In conclusion, GPNMB is highly expressed in damaged compared to the
undamaged cartilage. GPNMB has an anti-inflammatory effect by inhibiting expression of
MMP-3, MMP-9, MMP-13, and ADAMTS4, and IL-6 which induced by IL-1ß. Also, posttraumatic
OA model (DMM) showed that GPNMB is essential to reduce inflammation. Our
results determined that mice lack GPNMB has more cartilage damaged compared to the
WT mice. Also, CD44 knockout mice showed a severe cartilage damage compared to
WT mice while miRNA-150 knockout mice have less cartilage damage. All these results
indicate that extracellular domain of GPNMB has an essential role during cartilage
inflammation in both in vivo and in vitro.

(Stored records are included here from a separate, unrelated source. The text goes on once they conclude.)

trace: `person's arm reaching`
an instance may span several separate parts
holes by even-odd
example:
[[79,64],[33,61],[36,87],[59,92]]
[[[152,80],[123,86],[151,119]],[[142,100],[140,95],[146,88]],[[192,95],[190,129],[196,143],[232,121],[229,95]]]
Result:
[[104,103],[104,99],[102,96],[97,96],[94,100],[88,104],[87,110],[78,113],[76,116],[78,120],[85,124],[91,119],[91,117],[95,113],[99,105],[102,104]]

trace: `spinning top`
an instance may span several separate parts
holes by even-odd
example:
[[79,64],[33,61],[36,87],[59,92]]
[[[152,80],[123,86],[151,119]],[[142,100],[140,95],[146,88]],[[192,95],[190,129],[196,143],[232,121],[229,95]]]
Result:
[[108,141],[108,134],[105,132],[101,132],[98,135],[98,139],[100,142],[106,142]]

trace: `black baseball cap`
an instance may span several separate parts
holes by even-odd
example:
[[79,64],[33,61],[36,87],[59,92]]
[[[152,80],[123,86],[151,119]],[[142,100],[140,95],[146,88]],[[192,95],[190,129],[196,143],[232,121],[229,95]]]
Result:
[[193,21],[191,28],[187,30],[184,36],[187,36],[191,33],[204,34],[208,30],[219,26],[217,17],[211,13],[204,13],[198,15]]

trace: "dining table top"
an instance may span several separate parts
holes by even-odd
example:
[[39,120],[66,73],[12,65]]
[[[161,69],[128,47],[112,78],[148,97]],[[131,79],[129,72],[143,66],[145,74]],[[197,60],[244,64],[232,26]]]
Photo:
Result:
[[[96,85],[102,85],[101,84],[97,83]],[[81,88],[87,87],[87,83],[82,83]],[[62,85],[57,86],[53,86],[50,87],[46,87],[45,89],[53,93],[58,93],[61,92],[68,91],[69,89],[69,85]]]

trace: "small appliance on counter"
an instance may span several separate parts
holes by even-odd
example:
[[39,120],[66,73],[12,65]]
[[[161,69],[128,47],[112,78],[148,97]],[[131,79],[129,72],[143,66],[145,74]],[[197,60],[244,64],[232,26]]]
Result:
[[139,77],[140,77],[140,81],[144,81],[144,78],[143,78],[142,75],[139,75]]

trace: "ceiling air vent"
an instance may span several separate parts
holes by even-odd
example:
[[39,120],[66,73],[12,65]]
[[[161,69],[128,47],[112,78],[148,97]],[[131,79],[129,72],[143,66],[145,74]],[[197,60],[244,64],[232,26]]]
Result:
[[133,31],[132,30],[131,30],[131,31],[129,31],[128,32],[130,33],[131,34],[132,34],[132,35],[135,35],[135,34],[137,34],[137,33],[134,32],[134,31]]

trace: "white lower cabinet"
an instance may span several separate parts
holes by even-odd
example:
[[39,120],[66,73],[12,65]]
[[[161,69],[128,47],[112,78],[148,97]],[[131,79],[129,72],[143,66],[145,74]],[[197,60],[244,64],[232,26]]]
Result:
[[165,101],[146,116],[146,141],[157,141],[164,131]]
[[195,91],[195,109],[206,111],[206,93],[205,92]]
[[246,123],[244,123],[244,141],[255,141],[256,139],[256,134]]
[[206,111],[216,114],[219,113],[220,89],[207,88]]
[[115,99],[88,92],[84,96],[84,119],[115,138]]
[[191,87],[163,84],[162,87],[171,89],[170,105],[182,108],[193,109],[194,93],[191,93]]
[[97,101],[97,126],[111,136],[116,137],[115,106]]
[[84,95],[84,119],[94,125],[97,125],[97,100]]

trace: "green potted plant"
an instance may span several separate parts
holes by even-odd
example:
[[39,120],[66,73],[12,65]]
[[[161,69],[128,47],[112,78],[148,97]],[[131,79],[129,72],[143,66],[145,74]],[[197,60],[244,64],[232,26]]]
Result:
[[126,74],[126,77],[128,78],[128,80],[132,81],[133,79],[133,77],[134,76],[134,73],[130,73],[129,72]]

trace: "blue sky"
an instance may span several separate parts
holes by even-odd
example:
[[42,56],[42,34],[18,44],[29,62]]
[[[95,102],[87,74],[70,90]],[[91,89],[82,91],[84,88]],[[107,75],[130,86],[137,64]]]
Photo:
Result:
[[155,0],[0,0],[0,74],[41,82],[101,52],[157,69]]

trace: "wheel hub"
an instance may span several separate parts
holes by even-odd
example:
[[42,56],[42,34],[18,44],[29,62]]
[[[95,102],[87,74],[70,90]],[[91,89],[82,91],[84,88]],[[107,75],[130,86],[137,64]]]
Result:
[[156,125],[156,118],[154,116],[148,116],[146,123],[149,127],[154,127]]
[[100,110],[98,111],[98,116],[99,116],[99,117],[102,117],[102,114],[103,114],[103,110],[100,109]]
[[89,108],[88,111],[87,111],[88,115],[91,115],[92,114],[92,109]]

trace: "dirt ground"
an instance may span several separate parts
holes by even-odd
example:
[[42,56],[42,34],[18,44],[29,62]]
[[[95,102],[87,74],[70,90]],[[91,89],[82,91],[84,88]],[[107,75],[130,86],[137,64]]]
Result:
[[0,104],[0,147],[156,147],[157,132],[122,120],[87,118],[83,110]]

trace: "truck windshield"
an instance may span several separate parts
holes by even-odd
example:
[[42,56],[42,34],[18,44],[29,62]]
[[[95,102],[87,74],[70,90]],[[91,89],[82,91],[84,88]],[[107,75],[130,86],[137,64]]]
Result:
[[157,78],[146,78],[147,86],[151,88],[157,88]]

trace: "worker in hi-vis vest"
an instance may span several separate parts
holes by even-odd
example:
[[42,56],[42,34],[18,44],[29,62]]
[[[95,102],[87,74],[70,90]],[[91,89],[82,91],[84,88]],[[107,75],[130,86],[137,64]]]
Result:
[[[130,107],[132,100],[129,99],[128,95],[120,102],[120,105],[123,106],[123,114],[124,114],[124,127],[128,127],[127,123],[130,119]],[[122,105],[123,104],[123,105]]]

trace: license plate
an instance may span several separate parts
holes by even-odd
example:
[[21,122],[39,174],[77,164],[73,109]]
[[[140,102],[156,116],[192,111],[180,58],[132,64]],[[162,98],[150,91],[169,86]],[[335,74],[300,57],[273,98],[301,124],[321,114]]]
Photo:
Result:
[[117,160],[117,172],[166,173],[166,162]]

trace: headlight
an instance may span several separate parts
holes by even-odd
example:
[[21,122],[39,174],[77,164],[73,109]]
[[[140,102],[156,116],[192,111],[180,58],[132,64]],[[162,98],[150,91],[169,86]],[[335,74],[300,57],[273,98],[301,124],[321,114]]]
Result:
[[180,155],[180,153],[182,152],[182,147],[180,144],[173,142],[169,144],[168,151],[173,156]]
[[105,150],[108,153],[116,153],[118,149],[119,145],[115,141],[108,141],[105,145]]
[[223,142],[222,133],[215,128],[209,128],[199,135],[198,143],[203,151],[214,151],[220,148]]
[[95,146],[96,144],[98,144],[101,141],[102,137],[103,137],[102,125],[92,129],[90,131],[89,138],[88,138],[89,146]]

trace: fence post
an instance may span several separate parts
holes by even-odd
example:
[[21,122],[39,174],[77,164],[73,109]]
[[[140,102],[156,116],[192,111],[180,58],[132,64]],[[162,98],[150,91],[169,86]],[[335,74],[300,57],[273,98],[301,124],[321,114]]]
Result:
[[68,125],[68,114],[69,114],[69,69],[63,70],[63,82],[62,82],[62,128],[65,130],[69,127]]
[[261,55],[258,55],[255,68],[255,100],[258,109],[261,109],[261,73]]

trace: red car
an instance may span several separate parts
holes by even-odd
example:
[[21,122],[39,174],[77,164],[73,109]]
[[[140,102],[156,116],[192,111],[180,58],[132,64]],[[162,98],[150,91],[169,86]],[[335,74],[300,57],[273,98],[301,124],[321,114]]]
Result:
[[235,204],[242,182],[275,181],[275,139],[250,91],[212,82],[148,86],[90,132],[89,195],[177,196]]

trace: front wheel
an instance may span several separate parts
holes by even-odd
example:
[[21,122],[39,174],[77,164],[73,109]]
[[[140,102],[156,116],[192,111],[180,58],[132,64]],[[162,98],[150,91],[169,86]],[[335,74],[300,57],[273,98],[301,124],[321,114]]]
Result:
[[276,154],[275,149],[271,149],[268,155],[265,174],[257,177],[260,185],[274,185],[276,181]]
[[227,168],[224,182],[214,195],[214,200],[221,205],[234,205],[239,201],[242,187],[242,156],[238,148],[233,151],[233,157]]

Overall, the extracellular domain of GPNMB may be used as a therapeutic
approach in osteoarthritis and may replace the anti-inflammatory medicine that causes
several side effects which include elevated blood pressure, gastrointestinal bleeding, and
kidney disorders. Also, miRNA-150 inhibitors may also be used as an alternative
therapeutic approach in osteoarthritis.Our future studies will be included: first, the cross-talks between GPNMB and
synovium macrophages and fibroblast in osteoarthritis. Seconds, the crosstalk between
GPNMB and osteoblast and osteoclast cells in subchondral bone remodeling. Third,
monitoring of CD44 phenotype with age-related osteoarthritis. Fourth, miRNA-150 KO,
DBA/2J and DBA/2J GPNMB+ phenotype with age-related osteoarthritis. Fifth, GPNMB
and signaling pathways in osteoarthritis and this will be involved studying signaling
pathways intensely. Sixth, evaluating function of GPNMB in GPNMB transgenic mice
model OA-TG and in GPNMB knockout mice model also study age-related osteoarthritis
in these models. In addition, our future studies will be focused on the treatment option
which involves the administration ways to deliver recombinant extracellular GPNMB
locally by direct injection to the joint. Moreover, future studies will involve the doses and
half-life of GPNMB and also will involve the carrier of GPNMB and study if the
nanoparticles can be used as GPNMB carrier for injection. Also, will study GPNMB as a
therapeutic approach and compare it to hyaluronan treatment since hyaluronan is being
used as a therapeutic option by direct injection to the affected joint.